As the clean energy revolution powers ahead, Lion Energy (ASX: LIO) is shouldering into the space after receiving firm commitments to raise $2.8 million to pursue possible green hydrogen development on Seram Island in Indonesia.
The green hydrogen industry is growing across the globe with the Australian Government announcing only this week it was committing $275.5 million towards developing four hydrogen hubs across the country over five years.
This commitment builds on last year’s promise to invest $70.2 million to develop one hydrogen hub.
Peak Asset Management leads placement
To chase its new hydrogen strategy, Peak Asset Management is leading the placement, which has seen Lion receive firm commitments to raise $2.8 million.
Shares will be issued at $0.03 each and have a 1:1 option with a strike price of $0.04 and two-year expiry.
Lion executive chairman Tom Soulsby said the company was pleased to work with Peak to support its foray into the clean energy sector.
“Peak brings a wealth of experience in supporting companies with green hydrogen and renewable energy investment businesses in Australia,” Mr Soulsby added.

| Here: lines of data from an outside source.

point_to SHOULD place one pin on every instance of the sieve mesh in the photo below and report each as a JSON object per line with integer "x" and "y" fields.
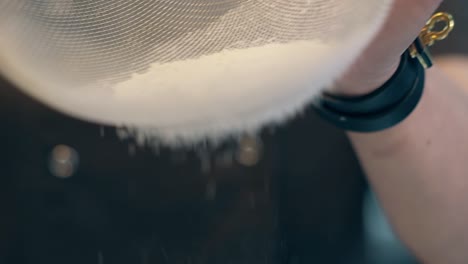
{"x": 52, "y": 46}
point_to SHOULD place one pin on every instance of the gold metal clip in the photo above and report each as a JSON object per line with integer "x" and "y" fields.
{"x": 428, "y": 36}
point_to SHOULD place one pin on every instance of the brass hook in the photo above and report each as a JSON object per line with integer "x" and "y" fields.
{"x": 429, "y": 37}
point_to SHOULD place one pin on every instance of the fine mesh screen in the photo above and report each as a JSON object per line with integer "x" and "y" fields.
{"x": 182, "y": 69}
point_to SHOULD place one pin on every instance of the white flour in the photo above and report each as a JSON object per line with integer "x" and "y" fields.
{"x": 224, "y": 93}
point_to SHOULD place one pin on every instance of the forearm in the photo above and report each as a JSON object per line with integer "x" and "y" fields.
{"x": 419, "y": 170}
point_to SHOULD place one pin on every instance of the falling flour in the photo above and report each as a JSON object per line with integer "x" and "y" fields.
{"x": 222, "y": 94}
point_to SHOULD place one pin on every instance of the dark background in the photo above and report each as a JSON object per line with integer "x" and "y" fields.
{"x": 301, "y": 203}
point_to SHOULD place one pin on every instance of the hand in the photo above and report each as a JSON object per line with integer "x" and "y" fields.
{"x": 380, "y": 60}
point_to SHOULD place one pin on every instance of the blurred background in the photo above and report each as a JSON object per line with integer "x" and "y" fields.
{"x": 73, "y": 192}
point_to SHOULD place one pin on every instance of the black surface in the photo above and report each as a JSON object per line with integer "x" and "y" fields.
{"x": 300, "y": 204}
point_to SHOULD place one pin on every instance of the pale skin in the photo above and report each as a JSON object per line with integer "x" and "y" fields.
{"x": 418, "y": 168}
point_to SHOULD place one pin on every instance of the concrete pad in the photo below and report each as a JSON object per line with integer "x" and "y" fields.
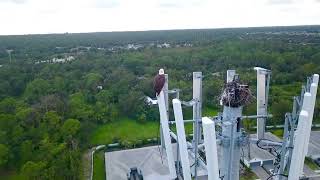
{"x": 148, "y": 160}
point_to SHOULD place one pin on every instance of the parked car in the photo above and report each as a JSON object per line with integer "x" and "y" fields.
{"x": 135, "y": 174}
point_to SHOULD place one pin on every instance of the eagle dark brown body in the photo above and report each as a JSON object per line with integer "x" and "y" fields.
{"x": 158, "y": 83}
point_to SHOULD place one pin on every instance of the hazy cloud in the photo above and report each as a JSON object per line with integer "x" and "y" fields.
{"x": 59, "y": 16}
{"x": 275, "y": 2}
{"x": 180, "y": 3}
{"x": 107, "y": 3}
{"x": 14, "y": 1}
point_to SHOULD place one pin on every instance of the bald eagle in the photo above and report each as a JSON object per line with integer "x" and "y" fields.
{"x": 158, "y": 82}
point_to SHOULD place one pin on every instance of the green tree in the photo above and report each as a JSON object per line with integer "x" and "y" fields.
{"x": 4, "y": 155}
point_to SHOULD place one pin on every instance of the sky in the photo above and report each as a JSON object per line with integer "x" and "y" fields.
{"x": 74, "y": 16}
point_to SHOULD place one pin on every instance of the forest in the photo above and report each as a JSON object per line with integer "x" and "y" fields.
{"x": 51, "y": 106}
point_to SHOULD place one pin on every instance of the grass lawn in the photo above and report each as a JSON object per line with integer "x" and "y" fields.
{"x": 124, "y": 130}
{"x": 312, "y": 165}
{"x": 130, "y": 130}
{"x": 98, "y": 166}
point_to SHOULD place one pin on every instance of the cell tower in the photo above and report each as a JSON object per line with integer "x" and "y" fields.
{"x": 215, "y": 155}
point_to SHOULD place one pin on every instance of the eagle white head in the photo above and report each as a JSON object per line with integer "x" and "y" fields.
{"x": 161, "y": 71}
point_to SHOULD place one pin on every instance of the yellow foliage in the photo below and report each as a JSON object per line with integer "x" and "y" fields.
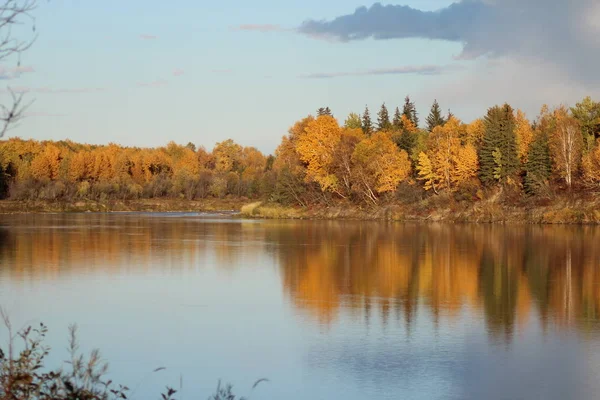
{"x": 426, "y": 173}
{"x": 591, "y": 166}
{"x": 474, "y": 132}
{"x": 380, "y": 165}
{"x": 316, "y": 147}
{"x": 467, "y": 164}
{"x": 523, "y": 135}
{"x": 226, "y": 155}
{"x": 448, "y": 162}
{"x": 46, "y": 165}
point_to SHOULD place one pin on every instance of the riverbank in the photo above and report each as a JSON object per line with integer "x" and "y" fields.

Directors put own cash behind hydrogen strategy
The capital raising will be completed in three tranches with the first equating to $993,000 and issued today.
The second tranche is via convertible notes to new and existing shareholders and amounting to $1.5 million.
Under the third tranche, Lion directors have committed $350,000 in total, with Mr Soulsby personally putting $100,000 of his cash to back the clean energy strategy.
Executive director Damien Servant will throw in $50,000 of his own money, with remaining directors Christ Newton ($50,000), Zane Lewis ($100,000) and Russell Brimage ($50,000) also participating.
Green hydrogen plans
Placement proceeds will be used to explore green hydrogen opportunities in Australia.
Proceeds will also facilitate the company’s evaluation of hydrogen production on Seram Island in Indonesia.
Unlike fossil fuels, hydrogen does not create carbon dioxide when burned and therefore does not contribute to global warming.